Segundo a acusação, Maria puxou os cabelos, deu chapadas na vizinha Sara. Quanto a Bruna, a sua filha, chegou pelas costas e apertou o pescoço de Sara com a técnica mata-leão, a dobra do braço, o cotovelo em “v”, cortando-lhe o ar. Finalmente, no meio da luta, as duas terão atirado à vítima garrafas que a feriram no pescoço.
- O marido da Sara estava a fumar um cigarro à porta, começou Maria, choramingando.
- O que é que lá foi fazer?
- Eu fui lá para pedir à Sara para não bater à minha filha, a Bruna. Nós somos muito amigas. Era muito cedo e todas as crianças da Sara estavam a dormir.
- Eram 9h10, não era assim tão cedo, disse a juíza.
- Mas foi muito mais cedo! O marido disse-me que ela não estava. Depois eu disse que vinha dizer para ela não bater na minha filha. E ele então disse que ela estava lá dentro, para eu entrar. Mas eu não entrei, dessa vez não entrei.
A juíza não percebia nada, só que era história mal contada.

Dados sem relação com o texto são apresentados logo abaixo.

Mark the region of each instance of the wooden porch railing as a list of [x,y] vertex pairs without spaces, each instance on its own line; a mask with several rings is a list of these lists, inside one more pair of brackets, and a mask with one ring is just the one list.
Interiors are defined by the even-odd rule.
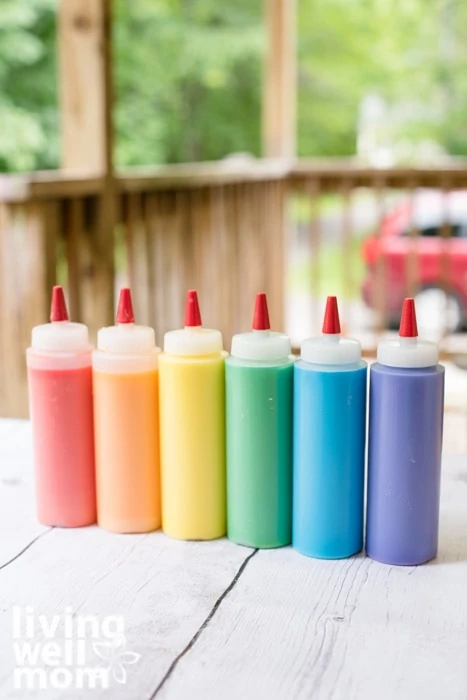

- Mas a senhora foi lá fazer o quê, exactamente?
- Isto tinha começado antes. A Sara já tinha mandado a irmã dela subir as escadas para dar uma facada na minha filha.
- Mas está a dizer isso como se fosse pedir um bocadinho de sal!
- Era o que a gente costumávamos fazer, sotora, pedir sal! Eu fui porque éramos muito amigos!
- Eu não digo?! Mandaram dar uma facada e são amigos?!
- E somos! E ela respondeu-me: “Não bato na tua filha?! És já tu!” E puxou-me o cabelo e andámos no chão, agarradas à porrada. Eu e ela andávamos as duas que parecíamos malucas. Ela atirou-me garrafas à cabeça, eu protegi-me com o braço e cortei-me! E ele, o marido, estava dentro e fora do apartamento, sem nos separar. E eu não compreendia porque é que não nos separava. E eu não sabia que o meu cérebro podia pensar tão rápido. Porque eu só pensava “porque é que o marido está dentro e fora?” Como éramos amigos, não sei, mas conforme a Bruna entrou, ele puxou-me a mim e atirou-a a ela para cima dela! E aí percebi: eles só estavam à espera da Bruna, era a ela que eles esperavam!
Agora vamos ao motivo desta estranha amizade que pode acabar ao puxão de cabelos, estaladas, estrangulamento mata-leão, facadas, garrafas de vidro pelo ar e tristezas eternas.
Era uma vez o confinamento covid (às vezes parece-me que estou condenado a pena perpétua de ouvir miseráveis consequências judiciais da pandemia). Não se podia ir a lado nenhum, todos os bares do bairro fechados. Mas Sara, a vizinha de Bruna e de Maria, começou a vender bebidas à porta. E servia comidas, cachupas. Era a cantina dos jovens noctívagos. Uma noite, quando estava no seu negócio informal, a vizinha e amiga... amiga, repito, Bruna, desceu a escada e disse-lhe para acabar com o barulho incessante, ou ainda chamava a patrulha da Polícia.
Foi o início de uma bela inimizade. Mal disse a palavra polícia, contou Maria, começaram os problemas.
Ódio muito amigo e para durar, as novas gerações já estão envolvidas de corpo e alma. De súbito, na sua agonia sentimental, Maria contou:
- A certa altura, os filhotes dela, as crianças todas também me bateram. E eu: “olha, batam, se querem bater, batam!”
- Espere lá, agora também há crianças a bater-lhe?!
Ah, pois há, uma delas com um pau, e a mais nova tinha quatro anos quando lhe deu pontapés. Ou seis anos..., baralhou-se Maria. Por isso, virou-se para a filha Bruna:
- Que idade é que tem a tua afilhada?